Open VLMs can reach frontier-class performance without distilling from proprietary VLMs if the data pipeline is carefully built. Molmo is the model family; PixMo is the new open data collection.

Key Contributions

  • Releases a Molmo VLM family and PixMo datasets with open weights, open data, code, and evaluations in the paper’s openness framing.
  • Builds dense captions, free-form image Q&A, pointing data, counting data, and document/chart data without external VLM-generated supervision for the core PixMo collection.
  • Uses a standard vision-encoder plus decoder-only LLM architecture with a connector, overlapping multi-crop image processing, and attention pooling over patch windows.
  • Reports that MolmoE-1B nearly matches GPT-4V in the paper’s benchmark and user-preference framing, while larger Molmo models sit between GPT-4V and GPT-4o or second only to GPT-4o depending on the comparison.
  • Includes extensive ablations on data, vision encoders, connector design, crop resolution, and training details.

Method Notes

For the wiki, Molmo/PixMo is mainly a data-engine and openness source. It shows that high-quality human-curated or purpose-built multimodal data can substitute for proprietary-model distillation in a VLM pipeline.

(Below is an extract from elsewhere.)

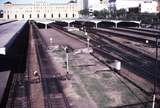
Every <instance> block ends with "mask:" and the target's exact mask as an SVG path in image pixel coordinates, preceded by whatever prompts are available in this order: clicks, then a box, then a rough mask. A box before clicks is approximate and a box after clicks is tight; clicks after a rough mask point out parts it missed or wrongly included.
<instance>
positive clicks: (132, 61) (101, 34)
mask: <svg viewBox="0 0 160 108" xmlns="http://www.w3.org/2000/svg"><path fill="white" fill-rule="evenodd" d="M94 35H95V36H96V37H95V36H94ZM94 35H92V36H91V37H92V38H93V36H94V37H95V40H99V41H100V43H102V44H105V45H109V47H106V46H105V47H103V48H104V49H106V50H108V51H107V52H109V51H110V52H113V53H114V54H115V55H118V58H122V59H120V60H121V61H123V62H125V63H128V64H132V66H135V68H136V67H137V68H140V70H141V71H142V72H145V73H144V74H146V73H147V74H148V76H149V77H152V79H154V75H153V74H152V73H154V70H153V69H154V67H155V66H154V65H155V63H154V62H155V60H154V59H153V58H150V57H148V56H145V55H144V54H142V53H140V52H138V51H136V50H134V49H132V48H129V47H126V46H124V45H122V44H120V43H118V42H116V41H114V40H112V39H110V38H109V37H107V36H104V35H102V34H96V33H94ZM98 38H99V39H98ZM102 38H104V39H102ZM101 49H102V48H101ZM143 64H145V65H143ZM158 79H159V77H158Z"/></svg>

The architecture is still a familiar VLM stack: image encoder, connector, and LLM. The novelty is not that it removes the language model or vision encoder, but that the data and training recipe are unusually open and carefully controlled.

Evidence And Results

The paper reports strong academic benchmark and human-evaluation results. It also provides useful ablations showing that data quality and training details can move VLM performance as much as architectural novelty.

Alex Notes

  • Alex flagged the small open-source VLM angle: a much smaller open model can outperform GPT-4V in the paper’s framing and approach GPT-4o-level behavior on some comparisons.
  • Verify exact “10x less size” wording before reusing it as a factual claim outside Alex notes.

Limitations

  • VLM benchmark results can be highly sensitive to prompts, evaluation harnesses, and data overlap.
  • The strongest model variants are open-weight/open-data in a class-specific sense, but component openness varies by backbone and vision encoder choice.
  • Image-text results should not be directly projected onto numeric time-series modeling without a data-interface argument.

Open Questions

  • Which PixMo data-engine practices transfer to time-series/text datasets?
  • Can open-data VLM training recipes reduce dependence on proprietary teacher models for temporal multimodal models?
  • Which VLM evaluation practices should be copied into time-series reasoning benchmarks?